Cela signifie que, dans le cas de sauvegardes différentielles et incrémentielles, seuls les dossiers qui contiennent de nouvelles données par rapport à la précédente sauvegarde seront copiés dans le dossier cible.

Le paramétrage que je viens d’effectuer est d’une très grande utilité lorsqu’il s’agit, comme dans mon exemple, de traiter la copie d’une arborescence extrêmement fournie.

Nous allons en avoir la preuve immédiatement.

Vue sur les sauvegardes

Nous retrouvons, ci-dessous, le lecteur qui abrite le « dossier cible » (sélectionné) de la tâche que je viens de définir. Plusieurs sauvegardes y figurent.

Dans le volet de droite, se trouvent les copies réalisées par Cobian. Remarquez les dates ; si vous comparez avec un calendrier, vous pourrez constater qu’un certain nombre de ces tâches ont été lancées à la main (c’est le cas des deux premières de la liste). Par ailleurs, j’ai réalisé une archive au format 7Zip afin de graver la sauvegarde du 25 juin.

En cliquant sur le dossier du 18 juin, je constate à partir de la liste de dossiers présentés qu’il s’agit bien d’une sauvegarde complète.

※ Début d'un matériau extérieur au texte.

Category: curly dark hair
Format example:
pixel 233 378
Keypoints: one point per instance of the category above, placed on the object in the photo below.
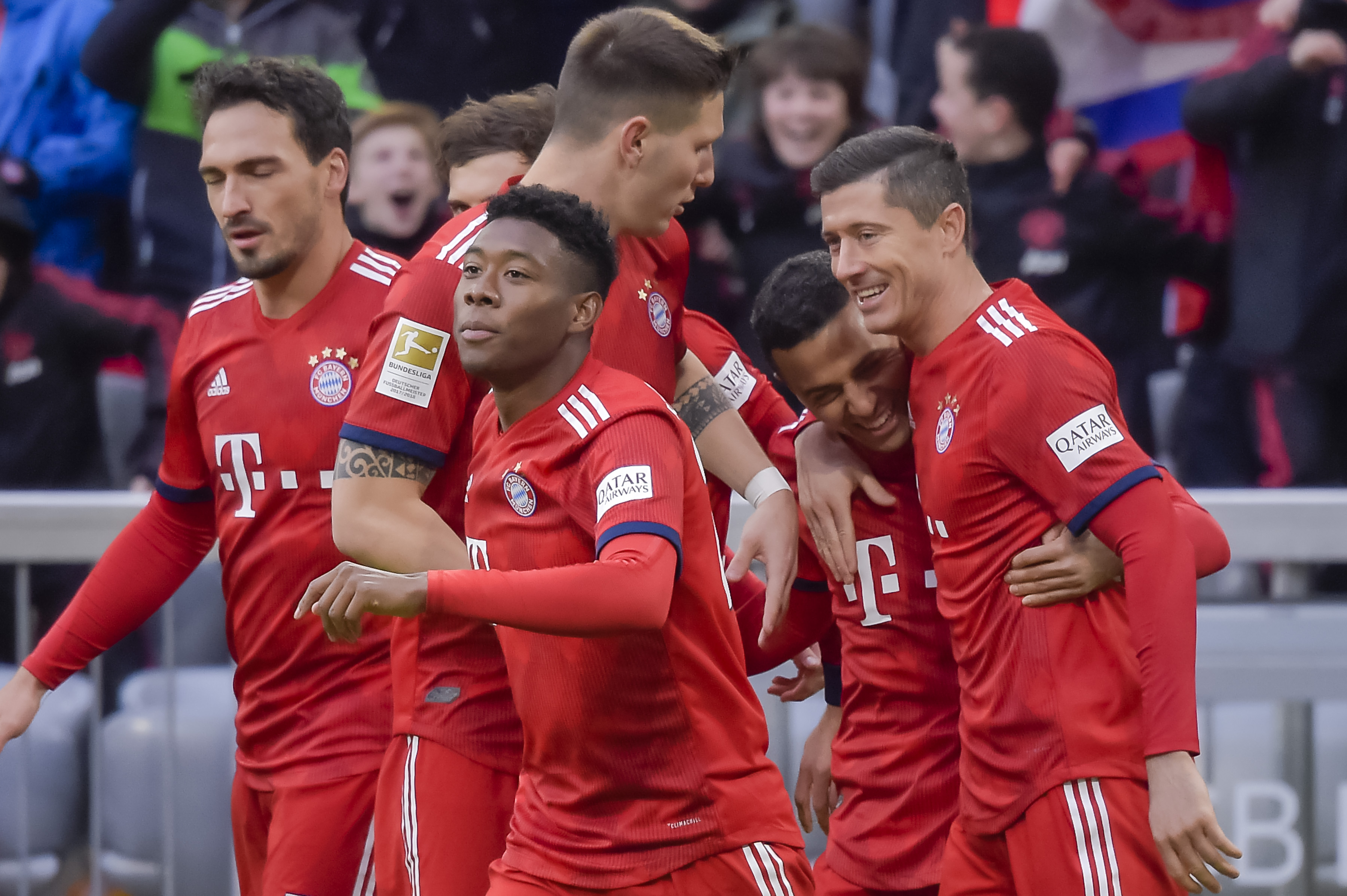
pixel 581 228
pixel 312 100
pixel 798 300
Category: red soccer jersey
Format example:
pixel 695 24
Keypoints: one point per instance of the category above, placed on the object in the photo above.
pixel 896 756
pixel 749 391
pixel 643 752
pixel 1017 426
pixel 254 412
pixel 449 677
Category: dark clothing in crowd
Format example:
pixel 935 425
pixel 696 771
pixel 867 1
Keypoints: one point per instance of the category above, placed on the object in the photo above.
pixel 480 48
pixel 54 344
pixel 1093 257
pixel 770 213
pixel 402 247
pixel 1286 141
pixel 147 53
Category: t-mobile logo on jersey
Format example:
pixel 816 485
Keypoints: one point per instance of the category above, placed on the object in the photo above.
pixel 865 575
pixel 247 481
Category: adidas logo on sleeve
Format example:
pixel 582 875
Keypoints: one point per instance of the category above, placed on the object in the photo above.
pixel 219 386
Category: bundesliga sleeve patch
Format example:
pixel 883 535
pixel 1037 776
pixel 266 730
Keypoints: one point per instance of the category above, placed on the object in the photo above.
pixel 621 486
pixel 1084 436
pixel 413 363
pixel 736 380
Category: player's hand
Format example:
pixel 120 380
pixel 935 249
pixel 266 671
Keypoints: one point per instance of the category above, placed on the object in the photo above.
pixel 828 472
pixel 1063 569
pixel 1185 825
pixel 806 684
pixel 341 597
pixel 19 703
pixel 772 537
pixel 814 789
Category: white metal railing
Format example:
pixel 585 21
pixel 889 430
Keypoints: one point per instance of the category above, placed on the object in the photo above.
pixel 1265 651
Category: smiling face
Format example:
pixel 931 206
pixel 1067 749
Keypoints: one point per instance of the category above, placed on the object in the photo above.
pixel 267 196
pixel 393 180
pixel 670 170
pixel 888 262
pixel 477 181
pixel 516 302
pixel 853 380
pixel 803 118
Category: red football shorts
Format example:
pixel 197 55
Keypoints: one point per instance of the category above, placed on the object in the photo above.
pixel 758 869
pixel 829 883
pixel 1089 836
pixel 314 840
pixel 440 820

Par contre, si je clique sur celle du 9 juillet, je m’aperçois qu’il s’agit d’une sauvegarde différentielle : là n’apparaissent que les dossiers comportant de nouvelles données par rapport à la sauvegarde précédente.

Le fait d’avoir demandé de supprimer les dossiers videsdans le dossier cible (c’est-à-dire les dossiers dont le contenu n’a pas été modifié depuis la dernière sauvegarde complète), me permet immédiatement de repérer à quels niveaux de l’arborescence se situent les modifications.

Un petit détail qui, dans certains cas, peut faire gagner du temps.